Ага… меня спасают от самого себя. Мне нужно им руки целовать, а я вырываюсь. Ладно, посмотрим, чего они хотят… лишь бы не одели самозажимающиеся наручники. А впрочем, час от часу легче. Если всунут аминазин или сульфазин, станет, пожалуй, хуже, чем в наручниках.
Оказывается, мой врач сегодня дежурит. Она мертвыми глазами смотрит на меня и удивительно спокойным голосом говорит:
— Ну вот… Надо было сразу сказать, что болеете, а теперь с вами возись… Сделайте ему два кубика тезерцина.
От такого оголтелого безобразия я прямо-таки сатанею. Я хорошо знаю тезерцин. Этот препарат спустя 15–20 минут после введения делает из человека кучу мусора. Да и за что, почему?..
— Доктор, я не собираюсь с собой кончать, прекратите издеваться. Вы что, не человек?.. Не понимаете — когда хочется спать, но мешает свет, покрывают глаза…
На мои слова она не реагирует. Уходя в свой кабинет, бросает санитарам:
— Вы меня поняли?.. Четыре кубика!.. Два сегодня и два завтра!
Сопротивляться бесполезно. Могут сделать укол и в придачу одеть наручники. Это от великой любви к ближнему. У нас любят страдальцев и любят, принося страдания, чувствовать себя сострадальцами.

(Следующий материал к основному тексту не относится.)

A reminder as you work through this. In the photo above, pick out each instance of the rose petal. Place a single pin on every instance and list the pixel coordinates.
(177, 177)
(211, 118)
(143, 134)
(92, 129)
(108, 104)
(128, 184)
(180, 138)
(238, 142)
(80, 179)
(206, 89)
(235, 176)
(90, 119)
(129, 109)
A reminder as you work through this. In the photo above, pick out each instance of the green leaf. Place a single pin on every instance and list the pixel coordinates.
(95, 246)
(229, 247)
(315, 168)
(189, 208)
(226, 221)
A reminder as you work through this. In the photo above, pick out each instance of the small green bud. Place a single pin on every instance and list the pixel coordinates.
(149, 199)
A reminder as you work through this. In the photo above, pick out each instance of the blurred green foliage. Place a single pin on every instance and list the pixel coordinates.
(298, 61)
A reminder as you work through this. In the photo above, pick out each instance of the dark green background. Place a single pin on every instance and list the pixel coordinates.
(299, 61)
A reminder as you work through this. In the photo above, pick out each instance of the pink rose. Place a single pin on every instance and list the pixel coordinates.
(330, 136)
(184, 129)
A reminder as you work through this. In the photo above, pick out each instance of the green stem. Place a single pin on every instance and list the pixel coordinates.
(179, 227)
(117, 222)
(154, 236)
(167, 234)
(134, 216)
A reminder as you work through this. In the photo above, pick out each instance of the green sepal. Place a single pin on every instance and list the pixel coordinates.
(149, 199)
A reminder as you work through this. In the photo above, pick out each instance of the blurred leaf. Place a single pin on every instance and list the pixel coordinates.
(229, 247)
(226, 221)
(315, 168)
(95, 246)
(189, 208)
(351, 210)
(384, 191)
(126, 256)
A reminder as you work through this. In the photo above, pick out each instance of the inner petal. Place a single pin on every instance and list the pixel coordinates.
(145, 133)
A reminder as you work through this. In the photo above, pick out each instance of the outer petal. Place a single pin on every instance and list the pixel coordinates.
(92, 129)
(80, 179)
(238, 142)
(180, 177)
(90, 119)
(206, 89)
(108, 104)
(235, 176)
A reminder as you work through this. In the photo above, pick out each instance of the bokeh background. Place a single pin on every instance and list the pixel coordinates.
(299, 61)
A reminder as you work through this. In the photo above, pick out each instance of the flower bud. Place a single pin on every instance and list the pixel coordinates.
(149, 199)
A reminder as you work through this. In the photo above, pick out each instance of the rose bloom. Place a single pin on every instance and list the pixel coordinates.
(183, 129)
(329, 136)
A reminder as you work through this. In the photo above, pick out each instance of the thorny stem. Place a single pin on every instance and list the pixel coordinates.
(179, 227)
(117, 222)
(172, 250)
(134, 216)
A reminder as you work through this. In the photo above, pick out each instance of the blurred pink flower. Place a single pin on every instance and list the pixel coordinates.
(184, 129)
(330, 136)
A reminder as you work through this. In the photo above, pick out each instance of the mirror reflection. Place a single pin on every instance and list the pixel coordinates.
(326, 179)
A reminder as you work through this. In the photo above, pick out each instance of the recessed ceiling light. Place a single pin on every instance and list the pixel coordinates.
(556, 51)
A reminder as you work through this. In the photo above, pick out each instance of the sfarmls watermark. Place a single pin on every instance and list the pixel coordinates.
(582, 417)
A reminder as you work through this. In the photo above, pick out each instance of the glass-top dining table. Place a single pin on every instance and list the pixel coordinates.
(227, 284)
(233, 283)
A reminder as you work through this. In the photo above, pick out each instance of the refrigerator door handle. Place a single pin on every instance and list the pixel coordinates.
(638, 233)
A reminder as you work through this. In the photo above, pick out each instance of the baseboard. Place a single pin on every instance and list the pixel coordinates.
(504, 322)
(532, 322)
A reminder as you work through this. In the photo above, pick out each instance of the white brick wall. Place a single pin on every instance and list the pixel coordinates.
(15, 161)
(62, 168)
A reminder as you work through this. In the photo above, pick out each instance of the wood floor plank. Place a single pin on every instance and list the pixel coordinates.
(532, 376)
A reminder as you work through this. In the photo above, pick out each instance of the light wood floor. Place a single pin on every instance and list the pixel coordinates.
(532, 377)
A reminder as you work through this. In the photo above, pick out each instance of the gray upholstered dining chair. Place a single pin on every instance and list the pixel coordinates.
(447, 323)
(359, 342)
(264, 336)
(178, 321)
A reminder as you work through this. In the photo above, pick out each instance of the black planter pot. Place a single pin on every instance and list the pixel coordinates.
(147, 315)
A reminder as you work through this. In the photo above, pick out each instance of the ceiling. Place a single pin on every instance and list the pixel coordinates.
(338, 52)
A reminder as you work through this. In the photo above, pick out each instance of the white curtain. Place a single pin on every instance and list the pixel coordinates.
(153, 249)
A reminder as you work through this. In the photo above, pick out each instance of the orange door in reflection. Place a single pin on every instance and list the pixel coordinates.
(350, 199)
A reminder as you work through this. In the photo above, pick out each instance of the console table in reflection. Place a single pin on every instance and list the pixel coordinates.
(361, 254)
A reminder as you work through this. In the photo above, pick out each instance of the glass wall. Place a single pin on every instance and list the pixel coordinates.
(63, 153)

Знакомое ощущение… Тело словно налилось свинцом. Физическая сила отсутствует. Заторможенный мозг наполовину отказывается исполнять свои функции.
Ступить два шага до унитаза или умывальника — проблема. Как только тело принимает вертикальное положение, в глазах темнеет…
Голова кружится, силы покидают.
После двух кубиков такого состояния хватит на два дня, а на голове уже несколько ссадин. Завтра еще два кубика.
Но это еще не ад. Ад начинается там, этажом ниже, где на бессрочном влачат в муках жизнь люди, обреченные вечность выполнять роль подопытных кроликов. Собственно говоря, ад начинается в стенах каждой психиатрической больницы, поскольку методы лечения везде одинаковы, а человек везде бесправен.
Шестой или восьмой день моего пребывания в стенах Санкт-Петербургской судебно-медицинской экспертизы. Сил еще нет, но за мной пришли: необходимо идти в другой корпус на так называемую среди заключенных «шапочку». Я предупреждаю, что в любой момент могу свалиться, и прапорщик делает мне услугу — не надевает наручники. Он хорошо знает действие тезерцина, видел, что четверо суток я почти с койки не поднимался. Тем не менее решился на этот поступок после долгих колебаний и уговоров со стороны.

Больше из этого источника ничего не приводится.